Service Virtualization enables Sky to simulate the behavior of service components, letting developers and testers begin functional or performance testing in parallel even when the real service or data are unavailable. In a business that moves fast to compete, Sky uses this capability to mitigate market risks.
“We have a number of projects running now where we are doing development against virtual services,” Abernethy says. “Before, that development would not have started until much later in the project lifecycle, or it would have started and been dropped until we came back to test against a delivered endpoint. Now we work up front and test against the virtual service, and then push that solution from development into functional testing, nonfunctional testing, and production. It's allowed us to do things we never could before.”
Service Virtualization reduces costs by eliminating the need to access constrained business-critical infrastructure, third-party systems, or pay-per-use cloud components.
Telephony activation was Sky's first use case. “With Service Virtualization in place, we no longer have to provision customers; we can make use of existing depersonalized production data with SV providing the responses we would have obtained from an in-house test environment—saving effort and providing stability—and further we've been able to re-use our virtual services across all our 25+ test environments,” Abernethy says. “More recently, the launch of Sky Mobile, with its extremely short timescales, would have been impossible without Service Virtualization simulating critical system components and services ahead of their delivery.”
Additional use cases include fraud detection— simulating the service provider at zero cost per transaction—product shipping and returns, and early testing of new-product launches.
“We've integrated Service Virtualization with our test environments to develop approximately 300 virtual services,” Abernethy says. “By testing early in the development cycle—against capabilities that don't exist yet—we reduce risk.

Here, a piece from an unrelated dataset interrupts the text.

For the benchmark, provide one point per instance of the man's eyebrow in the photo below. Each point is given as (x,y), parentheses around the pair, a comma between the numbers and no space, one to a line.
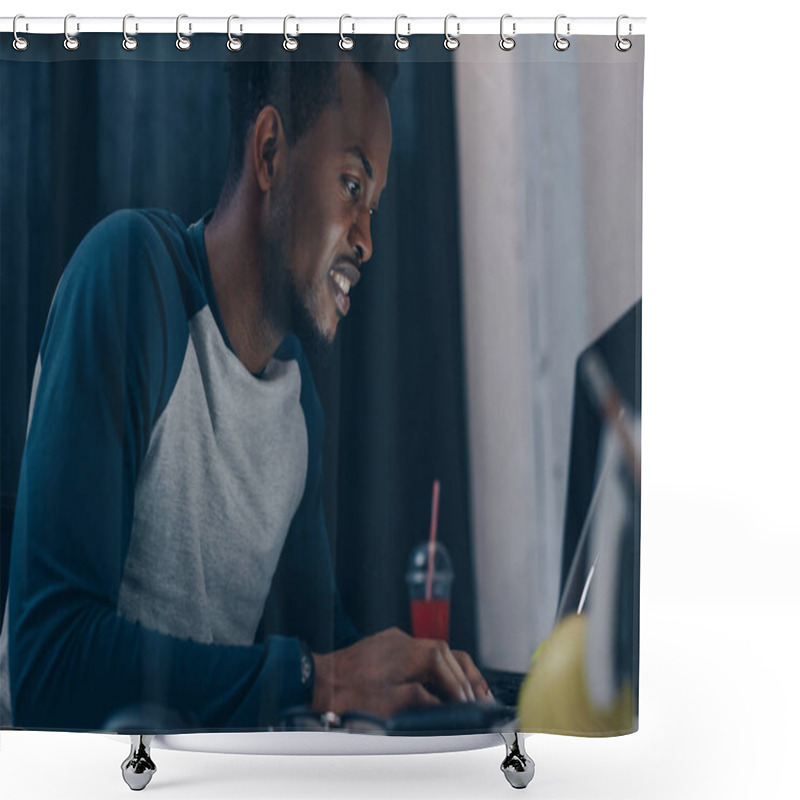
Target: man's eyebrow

I have seen ideas at Sky go from concept to something in production in 10 days.”
With Service Virtualization, we test earlier and gain more confidence in our end-to-end capabilities. We've replaced unreliable systems, increased staff efficiency, and launched new customer services with complete success.
Abernethy is clear about the benefits: “We estimate that stable, reliable testing saves hundreds of hours of staff time. As for telephony activation in non-functional test environments, Sky's failure rate is now zero.”
Pursuing strategic growth, Sky today is deploying more and more services across Europe, leveraging efficiencies supported by Service Virtualization. Its recent launch of a Netflix partnership, for example, was flawless.
“We had tens of thousands of customers signing up to the Netflix partnership within the first few hours and upgrading to that new package on our platform,” Abernethy says. “It performed perfectly.”
For the future Abernethy says, “As we move to cloud computing and the provisioning of test environments on demand, Service Virtualization will play a key enabling role, deriving further value from our investment.”
In summary, Abernethy says: “With Service Virtualization, we test earlier and gain more confidence in our end-to-end capabilities. We've replaced unreliable systems, increased staff efficiency, and launched new customer services with complete success.”
We estimate that stable, reliable testing saves hundreds of hours of staff time. As for telephony activation in test environments, Sky's failure rate is now zero.
Sky is Europe's leading direct-to-consumer media and entertainment company, providing original and acquired TV, cinema, news, sports, and other content to 23 million households across seven countries. The company employs more than 31,000 workers and reported fiscal 2018 revenue of £13.6 billion.